Nov. 3,  2017LeadingAge has awarded Kendal-Crosslands Communities its 2017 Hobart Jackson Diversity and Inclusion Award for the community’s five-year collaboration with educators and advocates to create the Chester Charter School for the Arts in Chester, Pennsylvania, one of the poorest cities in the nation.

“We applaud Kendal for recognizing a need in an at-risk community near your life plan community and making a real difference, one that will last for decades to come,” Amanda Marr, LeadingAge’s Vice President, Communications, wrote in notifying KCC of the honor. The award was presented Oct. 30 at the LeadingAge annual meeting in New Orleans.

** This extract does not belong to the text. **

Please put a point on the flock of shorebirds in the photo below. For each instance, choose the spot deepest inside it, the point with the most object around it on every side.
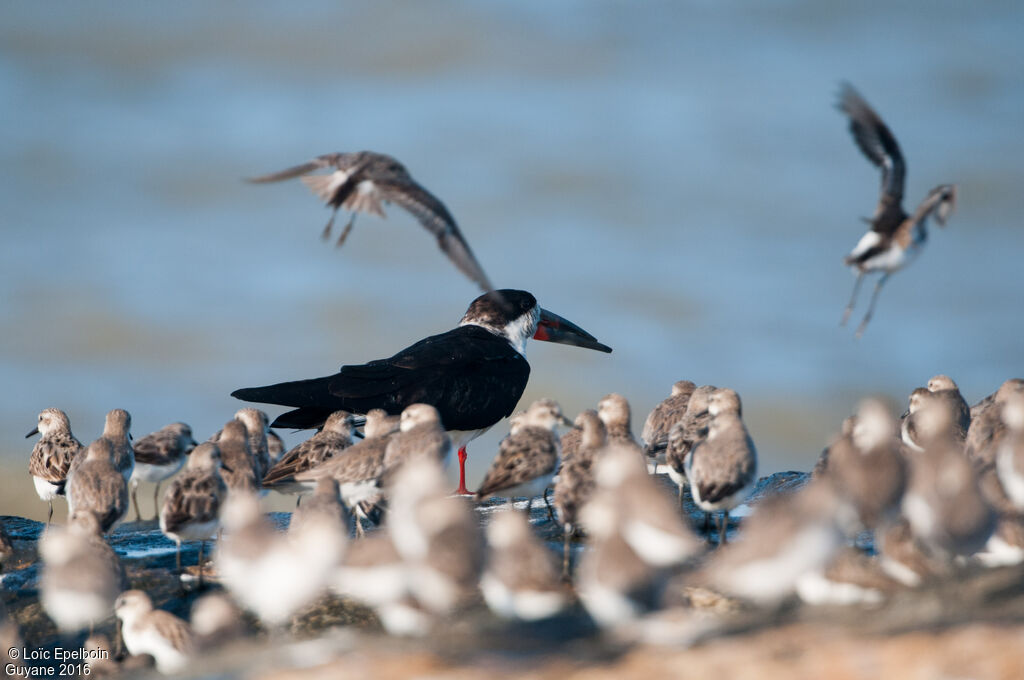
(939, 490)
(939, 487)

In 2012, residents of Kendal at Longwood joined John Alston, then a music professor at Swarthmore College, and Chester city educators and advocates to create an educational start-up for the children of Chester. Five years later, Kendal residents and Chester families and teachers celebrated the success of their partnership and their school, now known as the Chester Charter School for the Arts. CCSA is a public nonprofit, arts-integrated charter school serving students in the predominantly African-American city of Chester, near Philadelphia.

Kendal residents have dedicated their time, talents and resources to CCSA. Residents have been instrumental in making this innovative, urban school a reality—sharing ideas and resources, leading tours to engage new volunteers and supporters, and hosting presentations. When the school first opened, it was in a converted warehouse serving 320 students in grades K-6. Now, five years later, CCSA has grown to serve 541 children in grades K-10. CCSA will expand to serve 650 children in grades K-12 in 2018—nearly 10 percent of Chester’s school-aged population.

“In classic Kendal-style, the initiatives that earned this honor were driven by Kendal-Crosslands Communities residents who have positively altered the trajectory of the Chester Charter School for the Arts and its inspired students,” said Sean Kelly, Kendal’s President and CEO.